Lisson Gallery is now showing Hélio Oiticica, a ninety-minute documentary made by the artist’s nephew. “From his role as a leading figure of the influential Grupo Frente and Movimento Neoconcreto in Rio de Janeiro and the time spent in the city’s favelas and Samba schools, to the darker days of his time living in New York, Oiticica’s own voice guides us through this film comprised of archival audio and film footage.”
Catherine Scott’s 2001 documentary, Profits of Punishment, is an hour-long examination of how companies make money from the physical subjugation of people. A quote from author Steven Donzinger, interviewed for the film: “The idea that you would contract out to the lowest bidder the right to punish your own citizens creates all sorts of incentives that have nothing to do with public safety. I think it’s going to create a force in this country that will always push for the growth of the prison system regardless of whether it is needed to actually protect people from crime.”

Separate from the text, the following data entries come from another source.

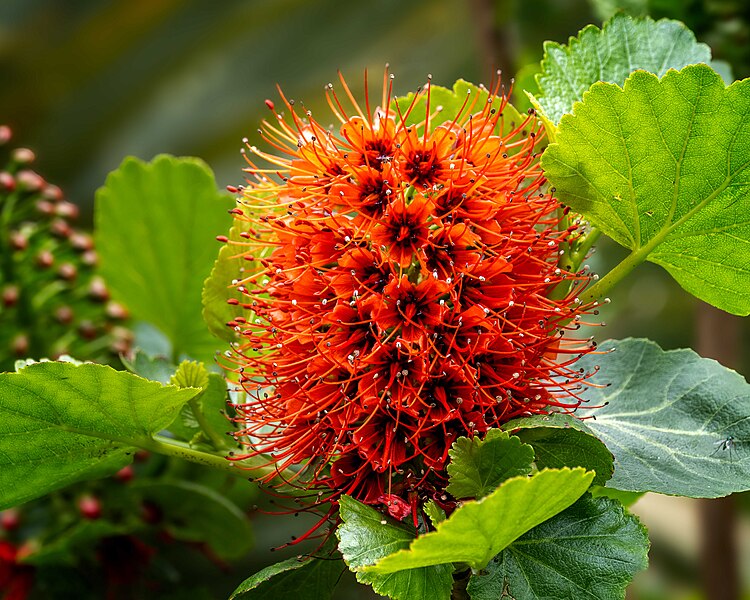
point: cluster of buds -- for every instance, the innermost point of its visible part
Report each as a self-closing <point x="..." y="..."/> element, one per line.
<point x="408" y="293"/>
<point x="52" y="301"/>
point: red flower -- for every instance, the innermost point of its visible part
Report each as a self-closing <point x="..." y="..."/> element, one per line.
<point x="404" y="298"/>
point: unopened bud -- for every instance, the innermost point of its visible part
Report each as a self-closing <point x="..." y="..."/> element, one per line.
<point x="7" y="182"/>
<point x="117" y="311"/>
<point x="20" y="345"/>
<point x="10" y="295"/>
<point x="98" y="290"/>
<point x="23" y="156"/>
<point x="67" y="210"/>
<point x="87" y="330"/>
<point x="29" y="181"/>
<point x="81" y="241"/>
<point x="90" y="507"/>
<point x="67" y="271"/>
<point x="5" y="134"/>
<point x="18" y="241"/>
<point x="54" y="193"/>
<point x="45" y="259"/>
<point x="61" y="228"/>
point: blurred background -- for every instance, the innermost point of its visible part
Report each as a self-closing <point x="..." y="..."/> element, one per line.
<point x="86" y="83"/>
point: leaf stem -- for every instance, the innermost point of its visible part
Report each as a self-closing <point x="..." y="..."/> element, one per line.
<point x="624" y="268"/>
<point x="578" y="255"/>
<point x="258" y="465"/>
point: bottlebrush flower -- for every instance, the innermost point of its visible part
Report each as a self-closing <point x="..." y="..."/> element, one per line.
<point x="404" y="293"/>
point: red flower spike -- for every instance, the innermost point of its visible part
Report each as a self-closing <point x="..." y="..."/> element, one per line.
<point x="403" y="298"/>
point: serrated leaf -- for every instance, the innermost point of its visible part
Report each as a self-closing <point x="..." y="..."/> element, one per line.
<point x="61" y="423"/>
<point x="217" y="288"/>
<point x="190" y="373"/>
<point x="563" y="441"/>
<point x="453" y="103"/>
<point x="155" y="368"/>
<point x="478" y="466"/>
<point x="590" y="550"/>
<point x="212" y="402"/>
<point x="661" y="167"/>
<point x="676" y="423"/>
<point x="196" y="513"/>
<point x="478" y="530"/>
<point x="301" y="578"/>
<point x="434" y="512"/>
<point x="156" y="225"/>
<point x="611" y="54"/>
<point x="366" y="535"/>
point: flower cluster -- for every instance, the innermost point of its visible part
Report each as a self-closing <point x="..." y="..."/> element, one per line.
<point x="403" y="295"/>
<point x="51" y="300"/>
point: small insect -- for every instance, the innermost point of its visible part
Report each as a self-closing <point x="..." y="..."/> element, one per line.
<point x="728" y="445"/>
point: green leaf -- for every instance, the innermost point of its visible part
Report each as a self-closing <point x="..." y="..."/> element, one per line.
<point x="611" y="54"/>
<point x="478" y="466"/>
<point x="196" y="513"/>
<point x="68" y="546"/>
<point x="479" y="530"/>
<point x="212" y="403"/>
<point x="155" y="368"/>
<point x="434" y="512"/>
<point x="453" y="103"/>
<point x="301" y="578"/>
<point x="156" y="225"/>
<point x="676" y="423"/>
<point x="627" y="499"/>
<point x="563" y="441"/>
<point x="590" y="550"/>
<point x="190" y="373"/>
<point x="366" y="535"/>
<point x="661" y="167"/>
<point x="61" y="423"/>
<point x="217" y="289"/>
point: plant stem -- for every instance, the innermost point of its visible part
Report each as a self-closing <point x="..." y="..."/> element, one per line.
<point x="578" y="255"/>
<point x="259" y="466"/>
<point x="606" y="283"/>
<point x="217" y="440"/>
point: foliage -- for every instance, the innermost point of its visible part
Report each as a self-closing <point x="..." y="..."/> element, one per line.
<point x="646" y="147"/>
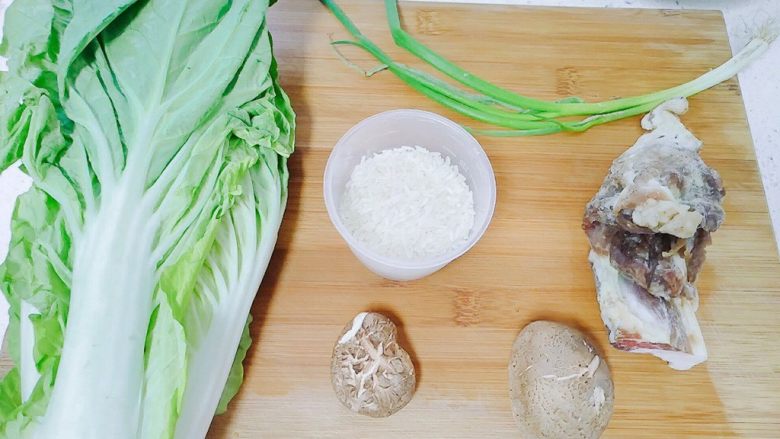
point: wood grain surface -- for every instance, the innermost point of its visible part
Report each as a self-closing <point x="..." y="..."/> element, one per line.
<point x="459" y="323"/>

Do any of you know that in 2019, for the 40th anniversary of Joy Division’s Unknown Pleasures, Warner Brothers produced a new set of videos, one for each song on the album? Even if your hopes are low, you will still be surprised by the disgraceful irrelevance of Unknown Pleasures: Reimagined. Though laughable and only a blip in the historical arc of this album, these videos are now the first Google responses for these songs. The archives deserve better. Look at this shit.